Piper diagram illustrating water facies of study area

Conclusion

This study focuses to assess the levels of certain significant geophysical and chemical water quality parameters and geospatial techniques an integrated scheme for mapping water quality of Al-Saad Lake, Abha. The study’s main objective was to assess the hydro-geochemical properties of lake water quality using geospatial and geostatistical approach. Currently, three tools are used for the assessment of lake water quality: (a) water quality monitoring by in situ sampling (b) geospatial analysis and (c) geostatistical modelling. The information derived with each of these tools is of a different nature. Geoinformation technology gives full spatial information of a limited number of parameters. Sampling and experiments of lake water has been carried out with the aim of characterizing the main physico-chemical parameters, such as DO, EC, TDS, Mg2+, Ca2+, Na+, K+, SO4 2−, Cl, HCO3, NO3 and F concentration. The ordinary kriging (OK) method was used to produce the spatial patterns of water quality. The Result of DO (mean 5.38 mg/L) trend in Al-Saad Lake is not very encouraging as majority of the lake area is under DO stress or marginally above it. So, proper management strategies are needed to be formulated to protect flora and fauna of the lake. Furthermore, the chemical analysis results show the abundance of the major cations in the order Mg2+ > Ca2+ > Na+ > K+, whereas the abundance of anions are in the order SO4 2− > Cl > HCO3 > NO3  > F. The result obtained in this investigation inferred that the cations in water i.e. sodium and iron are within the permissible limits but magnesium and potassium have exceeded the permissible limit. Whereas, anions such as nitrate and fluoride are within the permissible range but chloride and Sulphate have exceeded the permissible limits. The concentration of cation, Mg and K in the lake water has exceeded the desirable range. This may be due to weathering and transported from rocks and particularly from sulphate deposits such as gypsum and anhydride and subsequently ends up in water. The concentration of anion, SO4 and Cl are above the desirable limit. The major source of bicarbonate are the carbonate rocks containing calcite (CaCO3) and dolomite (CaMg (CO3)2), Ca and Mg can also be transported from Ca-silicates and Mg-silicates.

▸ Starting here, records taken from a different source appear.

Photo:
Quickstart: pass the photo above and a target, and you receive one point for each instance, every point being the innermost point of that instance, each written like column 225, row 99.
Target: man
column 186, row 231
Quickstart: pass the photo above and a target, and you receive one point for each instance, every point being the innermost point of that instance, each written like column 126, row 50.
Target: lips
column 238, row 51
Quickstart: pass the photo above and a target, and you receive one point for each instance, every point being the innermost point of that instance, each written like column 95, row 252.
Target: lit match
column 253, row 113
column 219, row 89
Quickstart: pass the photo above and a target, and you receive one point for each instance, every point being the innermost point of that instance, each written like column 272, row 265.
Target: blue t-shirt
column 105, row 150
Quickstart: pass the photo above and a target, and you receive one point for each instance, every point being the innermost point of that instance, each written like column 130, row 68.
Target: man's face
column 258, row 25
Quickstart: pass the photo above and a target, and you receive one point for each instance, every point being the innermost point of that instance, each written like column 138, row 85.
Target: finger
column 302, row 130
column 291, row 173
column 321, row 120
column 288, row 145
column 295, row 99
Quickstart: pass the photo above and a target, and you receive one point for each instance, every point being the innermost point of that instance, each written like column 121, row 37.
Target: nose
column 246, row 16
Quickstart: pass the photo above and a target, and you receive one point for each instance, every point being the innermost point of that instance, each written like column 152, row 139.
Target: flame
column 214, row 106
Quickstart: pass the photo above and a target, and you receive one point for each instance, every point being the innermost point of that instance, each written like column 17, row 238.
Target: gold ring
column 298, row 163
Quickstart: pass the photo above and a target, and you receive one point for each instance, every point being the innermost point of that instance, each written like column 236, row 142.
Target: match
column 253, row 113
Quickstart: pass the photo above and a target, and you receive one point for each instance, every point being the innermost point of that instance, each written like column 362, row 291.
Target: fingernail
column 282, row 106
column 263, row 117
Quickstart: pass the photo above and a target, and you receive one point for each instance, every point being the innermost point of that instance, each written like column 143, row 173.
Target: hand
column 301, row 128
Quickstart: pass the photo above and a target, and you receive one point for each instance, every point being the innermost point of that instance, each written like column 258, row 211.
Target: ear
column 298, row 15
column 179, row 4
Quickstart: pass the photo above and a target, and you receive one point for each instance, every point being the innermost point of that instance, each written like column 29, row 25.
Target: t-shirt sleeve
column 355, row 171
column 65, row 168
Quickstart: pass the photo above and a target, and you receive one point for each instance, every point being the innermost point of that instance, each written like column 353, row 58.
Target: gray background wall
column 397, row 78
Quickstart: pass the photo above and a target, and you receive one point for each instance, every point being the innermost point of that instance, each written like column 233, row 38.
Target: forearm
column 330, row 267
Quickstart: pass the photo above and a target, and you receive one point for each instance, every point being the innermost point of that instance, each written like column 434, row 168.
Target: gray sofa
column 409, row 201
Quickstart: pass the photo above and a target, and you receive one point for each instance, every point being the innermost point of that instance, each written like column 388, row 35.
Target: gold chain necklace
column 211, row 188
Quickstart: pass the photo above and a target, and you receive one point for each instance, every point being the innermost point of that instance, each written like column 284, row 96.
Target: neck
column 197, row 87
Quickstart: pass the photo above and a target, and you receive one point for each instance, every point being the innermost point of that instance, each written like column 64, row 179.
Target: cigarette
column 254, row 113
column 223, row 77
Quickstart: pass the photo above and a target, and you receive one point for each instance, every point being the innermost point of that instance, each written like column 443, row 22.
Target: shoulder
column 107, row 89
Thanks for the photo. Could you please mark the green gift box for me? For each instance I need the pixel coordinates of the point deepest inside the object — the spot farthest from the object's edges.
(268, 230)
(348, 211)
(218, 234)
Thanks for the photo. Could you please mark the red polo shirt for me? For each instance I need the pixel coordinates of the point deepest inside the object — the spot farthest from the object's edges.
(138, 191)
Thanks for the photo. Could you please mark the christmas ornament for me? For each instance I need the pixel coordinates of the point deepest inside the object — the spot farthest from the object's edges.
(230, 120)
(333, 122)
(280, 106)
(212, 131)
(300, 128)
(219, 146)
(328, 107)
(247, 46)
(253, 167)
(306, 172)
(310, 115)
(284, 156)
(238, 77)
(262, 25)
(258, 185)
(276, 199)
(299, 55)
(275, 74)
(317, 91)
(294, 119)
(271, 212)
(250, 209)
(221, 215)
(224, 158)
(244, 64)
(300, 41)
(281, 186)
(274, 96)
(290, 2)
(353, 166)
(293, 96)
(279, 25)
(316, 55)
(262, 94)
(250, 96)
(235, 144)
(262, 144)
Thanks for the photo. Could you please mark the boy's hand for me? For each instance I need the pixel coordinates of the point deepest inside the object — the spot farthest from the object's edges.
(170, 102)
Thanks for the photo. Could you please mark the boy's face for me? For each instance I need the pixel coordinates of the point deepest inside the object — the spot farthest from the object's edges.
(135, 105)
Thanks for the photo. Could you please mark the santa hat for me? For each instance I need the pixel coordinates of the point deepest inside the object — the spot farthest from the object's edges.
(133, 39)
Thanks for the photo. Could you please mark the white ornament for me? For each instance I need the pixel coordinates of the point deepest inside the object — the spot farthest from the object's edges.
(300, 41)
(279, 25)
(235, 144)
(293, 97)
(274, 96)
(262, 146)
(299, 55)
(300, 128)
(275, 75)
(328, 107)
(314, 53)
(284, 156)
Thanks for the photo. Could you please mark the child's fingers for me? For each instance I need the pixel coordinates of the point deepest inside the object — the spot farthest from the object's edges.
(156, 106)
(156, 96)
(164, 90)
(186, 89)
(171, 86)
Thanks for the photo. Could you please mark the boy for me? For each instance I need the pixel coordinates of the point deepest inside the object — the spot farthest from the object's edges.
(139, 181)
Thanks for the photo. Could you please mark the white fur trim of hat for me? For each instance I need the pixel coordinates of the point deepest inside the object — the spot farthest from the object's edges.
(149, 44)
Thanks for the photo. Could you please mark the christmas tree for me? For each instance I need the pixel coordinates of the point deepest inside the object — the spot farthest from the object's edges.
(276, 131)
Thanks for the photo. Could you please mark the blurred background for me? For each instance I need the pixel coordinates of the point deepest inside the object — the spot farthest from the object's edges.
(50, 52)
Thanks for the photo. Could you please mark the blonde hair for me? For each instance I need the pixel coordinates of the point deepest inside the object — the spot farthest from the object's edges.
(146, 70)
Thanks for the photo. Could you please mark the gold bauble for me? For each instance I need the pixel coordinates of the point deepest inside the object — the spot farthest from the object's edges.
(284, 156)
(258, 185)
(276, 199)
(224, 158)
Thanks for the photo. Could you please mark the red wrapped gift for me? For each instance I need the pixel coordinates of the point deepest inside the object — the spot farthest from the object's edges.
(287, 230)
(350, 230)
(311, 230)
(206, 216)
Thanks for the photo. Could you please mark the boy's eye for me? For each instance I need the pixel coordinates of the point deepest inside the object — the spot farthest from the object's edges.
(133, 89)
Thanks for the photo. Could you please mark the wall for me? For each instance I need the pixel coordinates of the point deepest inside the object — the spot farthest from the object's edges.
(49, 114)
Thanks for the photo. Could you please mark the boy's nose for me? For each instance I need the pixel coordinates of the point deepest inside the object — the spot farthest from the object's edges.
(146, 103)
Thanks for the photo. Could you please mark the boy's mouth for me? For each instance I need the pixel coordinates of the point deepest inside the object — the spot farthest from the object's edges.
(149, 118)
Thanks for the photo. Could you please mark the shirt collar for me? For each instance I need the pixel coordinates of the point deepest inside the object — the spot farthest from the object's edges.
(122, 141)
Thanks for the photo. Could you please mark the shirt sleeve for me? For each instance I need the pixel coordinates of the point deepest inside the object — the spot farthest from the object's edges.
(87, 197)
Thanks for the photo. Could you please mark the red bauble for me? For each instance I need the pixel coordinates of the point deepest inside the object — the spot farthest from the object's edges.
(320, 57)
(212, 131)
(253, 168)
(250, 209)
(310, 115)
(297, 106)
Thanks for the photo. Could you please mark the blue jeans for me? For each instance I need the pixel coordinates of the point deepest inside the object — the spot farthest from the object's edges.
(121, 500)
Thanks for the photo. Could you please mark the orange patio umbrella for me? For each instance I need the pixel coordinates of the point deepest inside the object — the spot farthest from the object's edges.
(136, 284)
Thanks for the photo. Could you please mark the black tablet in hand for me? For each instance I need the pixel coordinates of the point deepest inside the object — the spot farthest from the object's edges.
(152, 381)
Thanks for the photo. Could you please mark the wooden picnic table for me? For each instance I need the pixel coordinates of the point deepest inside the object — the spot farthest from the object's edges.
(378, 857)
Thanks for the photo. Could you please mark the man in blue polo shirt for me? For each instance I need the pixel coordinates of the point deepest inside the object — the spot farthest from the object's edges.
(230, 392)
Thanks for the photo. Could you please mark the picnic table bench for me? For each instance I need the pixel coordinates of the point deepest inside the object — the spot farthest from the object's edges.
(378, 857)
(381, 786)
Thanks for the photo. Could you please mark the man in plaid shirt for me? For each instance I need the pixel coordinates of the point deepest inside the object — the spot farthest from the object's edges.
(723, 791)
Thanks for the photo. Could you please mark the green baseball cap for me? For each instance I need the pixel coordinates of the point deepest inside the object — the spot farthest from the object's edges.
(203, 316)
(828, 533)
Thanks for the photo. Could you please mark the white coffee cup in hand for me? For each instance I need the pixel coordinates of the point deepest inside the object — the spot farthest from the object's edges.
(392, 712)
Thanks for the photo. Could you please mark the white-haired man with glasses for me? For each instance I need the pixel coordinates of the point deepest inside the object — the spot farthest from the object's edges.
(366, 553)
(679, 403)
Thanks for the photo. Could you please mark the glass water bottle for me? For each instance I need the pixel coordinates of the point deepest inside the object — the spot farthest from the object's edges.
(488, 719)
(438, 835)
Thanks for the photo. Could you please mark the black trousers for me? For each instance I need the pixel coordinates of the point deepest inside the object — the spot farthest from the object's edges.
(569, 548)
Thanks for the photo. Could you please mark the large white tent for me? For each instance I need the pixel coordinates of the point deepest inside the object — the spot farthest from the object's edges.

The linear correlation coefficient of Ca with examined water samples, it was found that the variables between calcium and Na/K has a very high negative correlation of R 2 value = 0.85 this is due to the geological formation of surrounding area such as shale, siltstone and carbonaceous rocks and indicating the dominance of ion-exchange process. The piper trilinear plot suggests the increase of Ca and SO4 contents is attributed to dissolution of gypsum and anhydrite which are commonly found in the quaternary formations of Wadi. The water type indicates the impact of semi-arid climate as the water is mainly enriched in SO4 and Cl. Ion exchange, dissolution of calcite, semi-arid climate, alkaline condition and weathering are responsible for high concentration of ions exceeding the desirable limit of the study area. The information obtained from this study may, therefore, be used as reference values for assessing the possible environmental impacts of future developments around the lake.